Als Nespelem-Dörfer gelten Haimisahun, eine Sommersiedlung der Suspiluk am nördlichen Columbia River, rund 800 m oberhalb der Einmündung des Nespelem, dann Masmasalimk, eine Siedlung der Smasmasalimkuwa, rund 2,5 km oberhalb von Skik. Die Snekuktshiptimuk lebten in Nekuktshiptin am heutigen Condon’s Ferry, ebenfalls am Nordufer des Columbia. In Nspilem saßen die Snspiluk, zwischen den Wasserfällen und der Mündung des Nespelem. In Salkuahuwithl lebten die Salkuahuwithlau, gegenüber dem heutigen Barry. Rund einen Kilometer oberhalb lag Skik, wo die gleichnamige Gruppe lebte. Dazu kamen Fischgründe, wie Skthlamchin, wo die Salkuahuwithlau gegenüber der Einmündung des Grand Coulee fischten.[1]

In der mündlichen Überlieferung hat sich der Ausbruch des Mount St. Helens von 1800 als schwerer Aschenregen erhalten.[2]

Ähnlich wie mit den nahe verwandten Sanpoil schlossen die USA keinen Vertrag mit den Nespelem, so dass bei ihnen auch kein Indianeragent tätig war. Als die Colville Reservation eingerichtet wurde, wehrten sich die beiden Stämme, auf deren Gebiet dies geschehen sollte, dagegen. Sie lehnten Jahreszahlungen ab und verweigerten auch Angaben über die Zahl der Stammesangehörigen. Ihr Widerstand war zugleich religiös begründet, da bei ihnen die Dreamer-Religion verbreitet war, gegen die katholische Missionare auftraten.

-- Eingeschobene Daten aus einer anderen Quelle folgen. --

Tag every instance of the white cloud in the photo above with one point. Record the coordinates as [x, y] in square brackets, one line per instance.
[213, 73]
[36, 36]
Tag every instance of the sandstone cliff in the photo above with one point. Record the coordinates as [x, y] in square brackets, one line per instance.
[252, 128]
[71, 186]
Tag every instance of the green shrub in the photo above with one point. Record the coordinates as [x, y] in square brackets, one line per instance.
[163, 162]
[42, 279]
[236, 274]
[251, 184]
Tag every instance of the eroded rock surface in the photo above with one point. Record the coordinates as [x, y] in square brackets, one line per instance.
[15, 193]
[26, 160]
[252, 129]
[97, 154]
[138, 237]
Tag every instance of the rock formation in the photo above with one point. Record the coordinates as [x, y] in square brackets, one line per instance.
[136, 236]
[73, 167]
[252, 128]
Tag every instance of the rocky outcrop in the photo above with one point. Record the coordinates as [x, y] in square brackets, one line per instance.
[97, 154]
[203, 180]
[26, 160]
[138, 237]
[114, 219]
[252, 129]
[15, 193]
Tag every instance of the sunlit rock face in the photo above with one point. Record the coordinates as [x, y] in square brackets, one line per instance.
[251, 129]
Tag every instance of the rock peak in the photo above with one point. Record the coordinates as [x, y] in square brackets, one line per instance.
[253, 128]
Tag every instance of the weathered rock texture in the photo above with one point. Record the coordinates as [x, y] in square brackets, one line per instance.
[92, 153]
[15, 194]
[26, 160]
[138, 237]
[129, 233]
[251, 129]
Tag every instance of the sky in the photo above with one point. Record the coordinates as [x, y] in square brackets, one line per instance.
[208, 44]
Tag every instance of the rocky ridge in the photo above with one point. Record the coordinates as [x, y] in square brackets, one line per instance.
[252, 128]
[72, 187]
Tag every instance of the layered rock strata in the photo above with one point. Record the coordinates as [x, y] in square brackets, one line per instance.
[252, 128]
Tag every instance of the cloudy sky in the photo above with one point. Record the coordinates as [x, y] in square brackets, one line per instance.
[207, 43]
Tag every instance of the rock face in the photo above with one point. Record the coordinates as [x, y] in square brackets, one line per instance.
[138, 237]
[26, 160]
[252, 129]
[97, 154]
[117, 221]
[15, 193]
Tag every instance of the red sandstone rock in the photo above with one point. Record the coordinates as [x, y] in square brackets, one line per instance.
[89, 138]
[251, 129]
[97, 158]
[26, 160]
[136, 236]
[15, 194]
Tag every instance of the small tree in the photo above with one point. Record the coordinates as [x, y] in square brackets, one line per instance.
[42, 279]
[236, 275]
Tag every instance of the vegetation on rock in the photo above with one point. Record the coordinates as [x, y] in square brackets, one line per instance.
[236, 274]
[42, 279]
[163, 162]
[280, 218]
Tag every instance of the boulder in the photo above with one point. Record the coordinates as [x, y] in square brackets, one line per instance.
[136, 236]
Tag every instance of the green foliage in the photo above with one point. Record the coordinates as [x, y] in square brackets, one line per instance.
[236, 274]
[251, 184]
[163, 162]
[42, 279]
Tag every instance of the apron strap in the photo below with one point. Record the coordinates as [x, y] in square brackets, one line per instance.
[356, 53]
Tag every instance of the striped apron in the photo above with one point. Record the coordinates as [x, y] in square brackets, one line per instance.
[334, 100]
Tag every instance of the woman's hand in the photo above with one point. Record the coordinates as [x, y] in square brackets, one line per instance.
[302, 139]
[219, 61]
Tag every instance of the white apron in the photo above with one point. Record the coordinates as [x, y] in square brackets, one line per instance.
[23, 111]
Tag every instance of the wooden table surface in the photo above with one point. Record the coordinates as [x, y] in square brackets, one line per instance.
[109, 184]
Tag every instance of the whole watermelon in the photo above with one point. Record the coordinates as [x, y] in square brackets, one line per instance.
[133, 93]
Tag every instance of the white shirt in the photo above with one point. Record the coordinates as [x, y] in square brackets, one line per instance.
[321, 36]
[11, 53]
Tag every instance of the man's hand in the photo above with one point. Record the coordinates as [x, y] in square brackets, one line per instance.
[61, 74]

Die indigene Religion wurde durch das Erdbeben vom 14. Dezember 1872 bestärkt. An diesem Tag stürzte ein Fels in den Chelan River und staute das Wasser auf, so dass die Dörfer überaus schnell überschwemmt wurden. Skolaskin hatte die Katastrophe vorhergesagt, und bedrängte nun die traditionellen Häuptlinge in der Region. Allerdings ließ er die Lachshäuptlinge (salmon chiefs), die während der Fangsaison die Dörfer organisierten, unbehelligt. Er lehrte einen neuen Gott, verbot den Tanz, bekämpfte die Sünden des Alkoholkonsums, des Spiels und der Eitelkeit. An Sonntagen durften die Gesichter nicht bemalt werden, man durfte noch nicht einmal sein Spiegelbild im Wasser betrachten. Er bildete Missionare aus und reiste selbst den Columbia hinunter, musste dabei allerdings vom Pferd aus predigen, da er stark gehbehindert war. Er behauptete, eine Reise ins Jenseits unternommen zu haben und von Gott gerettet worden zu sein; er glaubte an ein nahes Ende der Welt und mindestens einmal zerstörten die Gläubigen ihre Angelgeräte.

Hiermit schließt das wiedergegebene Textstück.